The St. Petersburg city government said on Wednesday that it had issued 6,427 death certificates in May, compared to 4,875 in the same month last year.

That was the highest monthly death rate in the city for at least a decade. However, the confirmed death toll from the novel coronavirus in May was just 171 people.

Russia’s official coronavirus death rate of 1.2% is one of the lowest in the world, partly because it does not count many people who had other severe illnesses but at the time of their deaths were also infected with the virus.

“Pretty much all recent pneumonia deaths can… be linked to the coronavirus situation,” said Alexei Yakovlev, the former chief doctor at a St. Petersburg hospital that treats the coronavirus.

“There have never been so many cases of pneumonia, not ever.
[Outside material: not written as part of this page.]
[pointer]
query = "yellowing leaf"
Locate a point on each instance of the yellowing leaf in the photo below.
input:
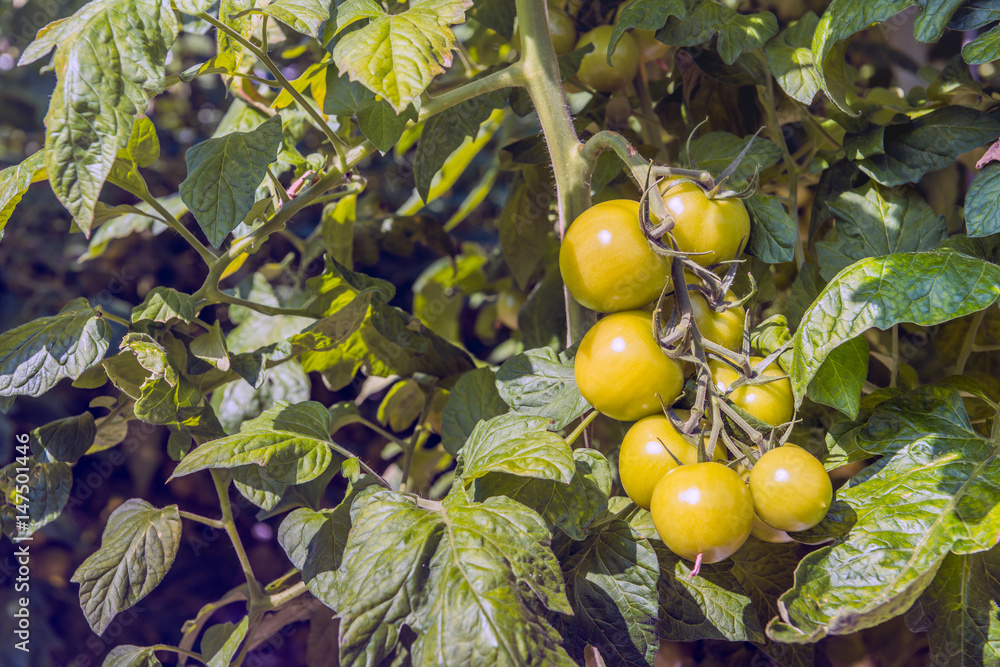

And since there’s no other flu or infection going around right now, it leads one to believe that (the numbers) are due to the coronavirus,” Yakovlev, who also heads the infectious diseases department at St. Petersburg State University, told Reuters.

The Russian health ministry declined to comment on the data and St. Petersburg’s health committee did not immediately respond to written questions.

Since the start of the coronavirus outbreak, St. Petersburg has recorded 17,069 coronavirus cases and a total of 240 deaths.

The city of Moscow, which has more than 40% of all of Russia’s confirmed 423,277 coronavirus cases, earlier doubled its official coronavirus death toll for April after criticism for undercounting.